I couldn’t put my finger on why at the time, but I knew I would never be truly happy if I stayed. I left behind the safety and comfort of a stable but lukewarm partnership and was just rediscovering my independence. This blog, and the community it connected me to, was a way for me to navigate circumstances I hadn’t been in for almost five years.
Going back through my archives from my early Tumblr days, I realized just how many changes 2012 brought to my life. Based on the reblogs and text posts I’d made, I could trace the emotional roller coaster I was on: The short-lived rebound boyfriend, two desperate crushes on very good friends, the “bad” boy I wished I’d meant more to than a one night stand. And then, about halfway through the year, none of that mattered, because I fell in love for real. With a girl.
Although I’d internally acknowledged my bisexuality since I was 13, I always assumed that, for me, girls would just be for flings and hookups. I grew up in a relatively conservative family, so while I was comfortable with myself around my friends, a serious relationship with a woman didn’t seem like an option. I didn’t realize it then, but my Tumblr simultaneously chronicled my coming out, my falling in love and my falling out with the people who had trouble accepting my “sudden” change in preference, perhaps better than any formal diary did. As our relationship grew stronger, my dependence on Tumblr as an outlet waned. I no longer needed the vast, anonymous Internet to help me work through my problems because I had her instead. I posted less and less frequently, and then I just stopped.

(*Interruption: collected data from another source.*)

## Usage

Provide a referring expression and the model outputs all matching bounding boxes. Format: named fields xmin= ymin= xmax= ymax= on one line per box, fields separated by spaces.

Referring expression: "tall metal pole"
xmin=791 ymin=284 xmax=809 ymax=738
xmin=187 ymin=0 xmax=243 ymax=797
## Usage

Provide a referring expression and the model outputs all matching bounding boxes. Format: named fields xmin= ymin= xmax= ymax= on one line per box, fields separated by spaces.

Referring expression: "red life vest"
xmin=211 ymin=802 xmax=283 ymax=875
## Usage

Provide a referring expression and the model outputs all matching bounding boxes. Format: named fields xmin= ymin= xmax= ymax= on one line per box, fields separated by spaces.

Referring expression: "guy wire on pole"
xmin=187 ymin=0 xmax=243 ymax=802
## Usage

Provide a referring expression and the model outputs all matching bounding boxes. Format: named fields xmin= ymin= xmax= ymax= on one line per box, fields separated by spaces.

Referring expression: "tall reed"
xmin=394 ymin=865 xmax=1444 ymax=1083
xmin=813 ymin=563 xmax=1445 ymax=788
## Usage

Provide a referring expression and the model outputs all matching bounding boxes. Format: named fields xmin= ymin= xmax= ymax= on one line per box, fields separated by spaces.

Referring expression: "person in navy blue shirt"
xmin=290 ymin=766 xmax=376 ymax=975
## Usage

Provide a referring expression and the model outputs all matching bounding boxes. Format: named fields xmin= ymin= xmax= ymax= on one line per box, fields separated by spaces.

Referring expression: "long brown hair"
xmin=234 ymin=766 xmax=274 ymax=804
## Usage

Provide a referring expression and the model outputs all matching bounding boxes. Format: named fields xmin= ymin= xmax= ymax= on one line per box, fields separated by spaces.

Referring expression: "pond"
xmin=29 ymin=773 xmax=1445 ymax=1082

I am no longer with that woman (in fact, we are amicably divorced and share “custody” of the dog we got together during our relationship), but I love that I have a record of everything that led up to her. Thought it’s easy to scoff at my overdramatic, “I know everything” 21-year-old self, it’s also a little bittersweet to remember how much emotional turmoil I was in back then. I admit I’m a bit embarrassed about just how ridiculous I sometimes sounded, but I refuse to delete anything. It’s a way for me to reach back through my own past, and in some ways, although she can’t hear me, I feel like it’s a way for me to tell Younger Me that she’ll pull through. Her family will come around. Her true friends will be supportive. This love she was so conflicted about will change her life. And she didn’t have to run away from home to make all that happen.

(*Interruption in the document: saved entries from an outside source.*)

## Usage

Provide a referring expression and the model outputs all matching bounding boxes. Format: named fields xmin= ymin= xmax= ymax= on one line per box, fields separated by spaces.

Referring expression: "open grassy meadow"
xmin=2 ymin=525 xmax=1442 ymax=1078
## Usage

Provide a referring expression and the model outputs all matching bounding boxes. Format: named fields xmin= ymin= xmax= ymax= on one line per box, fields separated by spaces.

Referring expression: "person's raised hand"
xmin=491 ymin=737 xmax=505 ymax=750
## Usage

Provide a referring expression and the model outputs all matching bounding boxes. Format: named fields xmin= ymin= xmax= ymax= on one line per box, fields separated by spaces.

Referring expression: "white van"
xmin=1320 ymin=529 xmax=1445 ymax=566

And yet, I know that Younger Me had to go through all that to become the strong, stable person I am today. I think my real motivation for keeping this blog is to help me understand how I got here. How all the broken hearts taught me about love. How the fights with my parents actually strengthened our honesty and openness. How moving out on an entry-level salary with tens of thousands of dollars in student loans forced me to grow up and stop taking the comfortable life I had for granted. As Frederick Douglass famously said, “without struggle, there is no progress.” And man, was he right.

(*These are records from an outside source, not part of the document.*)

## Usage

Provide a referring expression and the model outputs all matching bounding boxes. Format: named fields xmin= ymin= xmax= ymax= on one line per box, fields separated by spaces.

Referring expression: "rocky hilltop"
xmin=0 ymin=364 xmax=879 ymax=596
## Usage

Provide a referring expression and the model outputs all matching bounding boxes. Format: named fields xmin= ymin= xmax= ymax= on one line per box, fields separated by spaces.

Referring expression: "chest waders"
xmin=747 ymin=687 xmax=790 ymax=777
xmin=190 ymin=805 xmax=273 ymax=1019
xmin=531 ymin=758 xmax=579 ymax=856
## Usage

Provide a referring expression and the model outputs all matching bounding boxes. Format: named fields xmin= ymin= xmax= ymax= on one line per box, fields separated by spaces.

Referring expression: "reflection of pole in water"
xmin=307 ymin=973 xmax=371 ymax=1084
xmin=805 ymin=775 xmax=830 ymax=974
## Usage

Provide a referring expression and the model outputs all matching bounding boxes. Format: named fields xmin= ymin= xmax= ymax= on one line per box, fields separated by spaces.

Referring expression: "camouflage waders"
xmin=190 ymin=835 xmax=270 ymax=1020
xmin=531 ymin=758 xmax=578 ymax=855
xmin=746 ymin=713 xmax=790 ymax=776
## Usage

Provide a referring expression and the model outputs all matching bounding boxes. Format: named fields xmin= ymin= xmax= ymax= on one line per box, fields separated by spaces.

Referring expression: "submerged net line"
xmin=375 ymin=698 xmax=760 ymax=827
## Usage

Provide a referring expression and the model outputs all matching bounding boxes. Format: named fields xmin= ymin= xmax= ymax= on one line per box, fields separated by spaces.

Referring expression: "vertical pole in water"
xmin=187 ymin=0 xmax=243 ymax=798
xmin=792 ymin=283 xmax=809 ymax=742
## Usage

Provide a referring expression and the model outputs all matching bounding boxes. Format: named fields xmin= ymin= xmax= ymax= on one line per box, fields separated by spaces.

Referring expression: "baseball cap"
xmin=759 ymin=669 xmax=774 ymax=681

I probably won’t ever post to this blog again, so I just want to thank all the wonderful strangers here who helped me understand myself better. Whether you know it or not, you made a difference in my life, and I very likely wouldn’t be who I am without the gift of self discovery Tumblr bestowed upon me.
If I have but one lesson to impart to anyone who might see this, anyone who might be where I was about four years ago, it’s this: Be brave. Be brave enough to fight for what you want. Giving up something that’s stable but doesn’t make you happy doesn’t mean you’re crazy. It means you are wise enough to realize that your happiness should come first, and no one is going to hand it to you on a silver platter. You have to go after it yourself, cling tightly to those who support you, and drop anyone who doesn’t, no matter how much it hurts. Because as cliche as it sounds, it really does get better—but only if you allow it to.